De acordo com o exposto por Kandjimbo, Agostinho Neto colocase, por meio de seu discurso/poemas, lado a lado com as pessoas que vivem à margem da sociedade, ou seja, o homem africano que carrega consigo o estigma da subjugação, imposto pelo colonizador. É nessa vertente que o poema Mussunda Amigo, que não deixa de ser um dos mais emblemáticos escritos poéticos de Agostinho Neto, traz em si alguns aspectos importantes para compreendermos uma literatura verdadeiramente testemunhal. Entre eles, há a marca preponderante da junção colectiva de um eu e de outro, figurado através do personagem Mussunda, para resultar, no final do poema, em um nós. Este é reforçado pelo somos, que, por sua vez, é marcado por várias implicações, entre elas: a reelaboração da formação de uma consciência histórica; o mesclar de um hibridismo linguístico, quando o poeta, como é próprio de sua prática, circunscreve cantos da cultura angolana no corpo do poema; a presença marcante de interrogações que corroboram a problematização do passado histórico; a rememoração e o ritmo final permeado por uma esperança. Além do mais, o poeta reinvoca o passado histórico, como é possível percebemos nessa estrofe do poema:
“Lembras-te? // Da tristeza daqueles tempos / em que íamos / comprar mangas / e lastimar o destino / das mulheres da Funda / dos nossos cantos de lamentos / dos nossos desesperos / e das nuvens dos nossos olhos / Lembras-te?” (Neto, 1976, p. 17).

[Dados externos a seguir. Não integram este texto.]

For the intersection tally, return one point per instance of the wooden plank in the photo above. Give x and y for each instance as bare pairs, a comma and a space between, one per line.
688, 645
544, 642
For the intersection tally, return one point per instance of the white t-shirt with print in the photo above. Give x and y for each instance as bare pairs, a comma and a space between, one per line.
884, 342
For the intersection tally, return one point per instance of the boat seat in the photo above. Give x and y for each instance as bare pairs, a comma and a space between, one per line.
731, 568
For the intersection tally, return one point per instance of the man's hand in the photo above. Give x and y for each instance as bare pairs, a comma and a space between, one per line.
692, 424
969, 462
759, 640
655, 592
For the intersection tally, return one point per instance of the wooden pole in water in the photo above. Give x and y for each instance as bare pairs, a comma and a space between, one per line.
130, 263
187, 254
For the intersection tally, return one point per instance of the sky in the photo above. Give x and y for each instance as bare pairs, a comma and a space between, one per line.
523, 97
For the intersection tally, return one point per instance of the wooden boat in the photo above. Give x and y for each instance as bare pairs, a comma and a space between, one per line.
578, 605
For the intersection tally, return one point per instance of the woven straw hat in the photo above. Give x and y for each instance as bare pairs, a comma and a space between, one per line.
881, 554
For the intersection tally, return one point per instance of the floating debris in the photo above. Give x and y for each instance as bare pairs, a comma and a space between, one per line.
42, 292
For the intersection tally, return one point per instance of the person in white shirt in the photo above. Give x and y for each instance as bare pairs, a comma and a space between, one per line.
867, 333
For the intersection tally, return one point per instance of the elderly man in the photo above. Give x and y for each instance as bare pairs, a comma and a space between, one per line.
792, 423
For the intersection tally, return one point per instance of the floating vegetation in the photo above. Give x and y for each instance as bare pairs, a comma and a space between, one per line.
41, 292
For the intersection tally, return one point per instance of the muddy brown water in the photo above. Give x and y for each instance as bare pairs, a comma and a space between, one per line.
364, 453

No mesmo poema, Agostinho Neto traz, para o presente, uma insistente esperança. É visível que o poeta opera dentro de um pragmatismo a que alude Benjamin (2012) ao ressaltar que o texto literário deve apresentar tenuemente uma tendência política ligada a uma tendência literária, ambas se complementando, para além de incorporar a determinante substância de consciencialização do homem, muitas vezes esse homem que é escritor/sujeito cantante, perante as atrocidades impostas pelo colonialismo:
“Todos nós, creio que concordamos em que o escritor se deve situar na sua época e exercer a sua função de formador de consciência, que seja agente activo de aperfeiçoamento da humanidade. Alguns dos nossos escritores ainda choram quando é altura de cantar, embora por vezes, o choro também seja canto e a lágrima, alegria. Mas saber cantar é por vezes mais difícil do que saber chorar, porque o futuro quando se transforma em presente, não oferece a cada um o seu sonho.” (In, Sobre a literatura, Neto, p. 10/11).
Faz-se perceptível que o enquadramento intelectual, social, político e, sobretudo profético, patente na expressão poética de Agostinho Neto, traça uma simbologia de um panorama revolucionário, não no nível das convicções, superficial, mas dentro de uma atitude que se volta visivelmente para os tempos presente e futuro. Assim, a voz lírica não desiste da possibilidade de haver qualquer resquício de esperança nos caminhos
“largos para os horizontes fechados”.